There are not many books capable of bringing tears to your eyes before you’ve reached the Preface. Well in Justice Albie Sachs’ latest book: The Strange Alchemy of Life and Law, the unsettling reaction starts with an explanation of the blue dress depicted on the dust jacket.
However don’t be put off; if you’ve ever wondered what our Constitution is really about, or what the relevance of the Bill of Rights is, this book is a must read.
Early sections of the book describe Albie Sachs’ life, his realisation at 39 years of age that he was classified as a “terrorist” because he belonged to the African National Congress (ANC), his detention in solitary confinement, the treatment he received, and the conclusion he reached:
“that if ever one day I would be in a position of power and authority, I would never do this to another human being. When you are totally powerless, you try to imagine yourself in a situation of command in relation to those who are humiliating you. And what is the greatest power you can exert? It is not to do unto them what they are doing unto you.”
Justice Sachs describes the influence of Oliver Tambo on the debate that took place within the ANC – on whether to use torture; he insisted that all members including the young soldiers of Umkhonto we Sizwe were required to give input to the question.
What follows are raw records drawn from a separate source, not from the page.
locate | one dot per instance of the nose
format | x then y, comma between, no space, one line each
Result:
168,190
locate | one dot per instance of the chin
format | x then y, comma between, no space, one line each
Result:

Their answer was a complete rejection of torture.
At this point one may stop to consider whether if citizens of any country were allowed an open vote on terrorism, whether the current prevalence internationally of torture and terrorism would still exist.
If you ask how can a man who lost his right arm in the struggle, sit in judgement and not seek revenge, this book will answer your question.
You will also understand how the values now enshrined in our Constitution evolved from debate within the ANC.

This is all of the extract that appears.